Peripheral vascular disease is usually asymptomatic at first and later progresses to intermittent claudication. Due to obstructed blood supply, tissue necrosis occurs in distal extremities which leads to the development of chronic, ischemic ulcers. These ulcers tend to be extremely painful, and are located on the tips of toes and sides of feet. 

Ischemic ulcers have low tissue perfusion which favors bacterial colonization and contamination. The combination of hypoxia and infection halts the progression of normal wound healing which leads to tissue death. As a result, 66% of individuals undergo lower-limb amputations within the first 4 years of diagnosis. Given the high risk of lower limb amputation, early detection by podiatrists through regular screenings is critical. Wound care specialists can also provide specialized care to patients with ischemic ulcers that can help limit the progression of the disease.

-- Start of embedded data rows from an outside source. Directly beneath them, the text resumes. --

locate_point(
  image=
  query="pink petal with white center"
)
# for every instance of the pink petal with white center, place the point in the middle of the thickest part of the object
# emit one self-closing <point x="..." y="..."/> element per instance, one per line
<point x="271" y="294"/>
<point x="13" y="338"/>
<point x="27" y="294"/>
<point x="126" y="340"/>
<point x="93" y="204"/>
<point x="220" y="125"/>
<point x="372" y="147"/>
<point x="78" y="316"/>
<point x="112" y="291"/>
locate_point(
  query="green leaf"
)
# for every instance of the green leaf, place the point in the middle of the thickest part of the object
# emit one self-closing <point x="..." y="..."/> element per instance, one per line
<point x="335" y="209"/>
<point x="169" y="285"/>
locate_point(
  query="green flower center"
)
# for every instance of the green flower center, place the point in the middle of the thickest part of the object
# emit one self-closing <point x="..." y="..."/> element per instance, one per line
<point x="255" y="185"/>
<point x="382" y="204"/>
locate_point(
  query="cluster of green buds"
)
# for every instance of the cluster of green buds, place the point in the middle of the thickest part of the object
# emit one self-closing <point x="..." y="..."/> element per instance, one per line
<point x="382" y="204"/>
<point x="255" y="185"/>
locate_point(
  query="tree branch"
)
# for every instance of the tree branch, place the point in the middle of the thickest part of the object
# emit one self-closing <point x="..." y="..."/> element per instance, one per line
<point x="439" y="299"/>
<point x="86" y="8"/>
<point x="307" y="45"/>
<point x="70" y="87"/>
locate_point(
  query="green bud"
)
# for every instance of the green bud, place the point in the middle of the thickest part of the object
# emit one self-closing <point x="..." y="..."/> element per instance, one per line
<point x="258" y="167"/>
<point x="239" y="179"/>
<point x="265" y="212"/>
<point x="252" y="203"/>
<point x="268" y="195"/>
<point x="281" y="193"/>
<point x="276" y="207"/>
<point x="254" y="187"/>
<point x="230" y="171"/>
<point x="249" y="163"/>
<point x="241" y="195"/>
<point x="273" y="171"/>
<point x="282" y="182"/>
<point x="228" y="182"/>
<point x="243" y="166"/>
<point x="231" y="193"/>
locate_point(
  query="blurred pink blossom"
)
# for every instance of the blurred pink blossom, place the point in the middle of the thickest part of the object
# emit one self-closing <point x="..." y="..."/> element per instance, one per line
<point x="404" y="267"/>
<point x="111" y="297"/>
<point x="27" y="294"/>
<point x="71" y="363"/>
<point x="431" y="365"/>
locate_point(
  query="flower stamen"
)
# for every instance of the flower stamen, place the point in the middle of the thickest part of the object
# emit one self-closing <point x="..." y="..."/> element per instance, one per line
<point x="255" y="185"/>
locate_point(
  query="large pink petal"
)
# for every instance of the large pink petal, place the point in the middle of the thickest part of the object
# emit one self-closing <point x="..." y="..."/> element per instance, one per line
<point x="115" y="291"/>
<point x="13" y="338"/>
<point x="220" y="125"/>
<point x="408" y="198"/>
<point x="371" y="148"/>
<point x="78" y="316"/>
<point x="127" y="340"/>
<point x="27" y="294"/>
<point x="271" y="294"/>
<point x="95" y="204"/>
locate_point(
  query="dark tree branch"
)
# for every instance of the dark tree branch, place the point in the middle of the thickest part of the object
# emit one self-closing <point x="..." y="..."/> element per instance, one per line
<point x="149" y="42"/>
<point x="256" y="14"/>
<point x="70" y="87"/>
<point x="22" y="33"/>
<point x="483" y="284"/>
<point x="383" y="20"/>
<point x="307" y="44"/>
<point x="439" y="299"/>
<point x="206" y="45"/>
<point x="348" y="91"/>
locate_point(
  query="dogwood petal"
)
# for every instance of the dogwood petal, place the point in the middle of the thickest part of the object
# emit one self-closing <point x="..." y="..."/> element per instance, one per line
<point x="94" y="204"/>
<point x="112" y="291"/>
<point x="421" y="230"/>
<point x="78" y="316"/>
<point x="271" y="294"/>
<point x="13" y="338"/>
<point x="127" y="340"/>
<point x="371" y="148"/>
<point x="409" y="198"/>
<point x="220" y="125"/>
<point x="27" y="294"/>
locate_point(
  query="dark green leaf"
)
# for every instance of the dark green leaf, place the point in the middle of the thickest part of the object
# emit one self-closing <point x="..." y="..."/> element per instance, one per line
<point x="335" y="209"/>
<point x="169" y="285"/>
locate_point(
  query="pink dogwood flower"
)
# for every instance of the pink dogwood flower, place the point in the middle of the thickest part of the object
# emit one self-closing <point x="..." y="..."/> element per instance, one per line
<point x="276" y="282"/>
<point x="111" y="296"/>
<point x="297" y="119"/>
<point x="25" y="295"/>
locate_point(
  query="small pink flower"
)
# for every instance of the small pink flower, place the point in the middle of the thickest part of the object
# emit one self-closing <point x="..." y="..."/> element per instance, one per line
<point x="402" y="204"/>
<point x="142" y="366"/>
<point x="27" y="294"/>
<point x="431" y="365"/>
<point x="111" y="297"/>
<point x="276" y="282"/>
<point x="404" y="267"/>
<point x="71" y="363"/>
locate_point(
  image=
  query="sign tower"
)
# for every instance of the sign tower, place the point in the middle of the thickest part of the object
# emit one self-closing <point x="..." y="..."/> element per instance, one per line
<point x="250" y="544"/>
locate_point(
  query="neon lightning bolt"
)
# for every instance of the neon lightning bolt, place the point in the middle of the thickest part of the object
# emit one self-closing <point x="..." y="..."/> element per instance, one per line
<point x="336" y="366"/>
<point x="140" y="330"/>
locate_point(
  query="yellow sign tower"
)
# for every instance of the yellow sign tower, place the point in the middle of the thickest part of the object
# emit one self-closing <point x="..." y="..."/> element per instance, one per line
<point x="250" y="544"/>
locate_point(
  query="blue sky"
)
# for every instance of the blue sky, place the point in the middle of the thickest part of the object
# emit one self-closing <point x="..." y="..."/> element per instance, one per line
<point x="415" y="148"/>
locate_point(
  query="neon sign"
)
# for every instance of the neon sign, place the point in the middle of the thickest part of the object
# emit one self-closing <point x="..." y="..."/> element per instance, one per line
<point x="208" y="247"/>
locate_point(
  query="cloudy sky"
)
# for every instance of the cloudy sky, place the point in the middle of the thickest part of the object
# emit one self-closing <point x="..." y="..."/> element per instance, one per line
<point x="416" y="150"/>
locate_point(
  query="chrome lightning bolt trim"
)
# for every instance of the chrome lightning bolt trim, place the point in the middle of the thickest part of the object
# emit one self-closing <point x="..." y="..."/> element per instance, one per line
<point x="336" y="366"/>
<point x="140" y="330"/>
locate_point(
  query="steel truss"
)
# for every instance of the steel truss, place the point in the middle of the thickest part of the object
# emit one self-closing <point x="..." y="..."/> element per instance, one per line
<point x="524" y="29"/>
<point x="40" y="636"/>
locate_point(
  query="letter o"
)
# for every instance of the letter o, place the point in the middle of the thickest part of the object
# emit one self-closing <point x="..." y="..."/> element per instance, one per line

Chronic wounds account for over $25 billion annual expenditure of healthcare in the United States. With the increase in the incidence of cardiovascular disease and chronic wounds, there is a need for early screening and prevention of cardiovascular diseases. Patients should be educated about the various risk factors that can lead to the development of cardiovascular disease. Smoking is a significant contributor to the development of many cardiovascular diseases. Therefore, health educational measures should be directed towards smoking cessation in at-risk individuals. Moderate physical exercise and other lifestyle modifications such as incorporating a balanced, healthy diet can lead to a significant reduction in cardiovascular risk factors.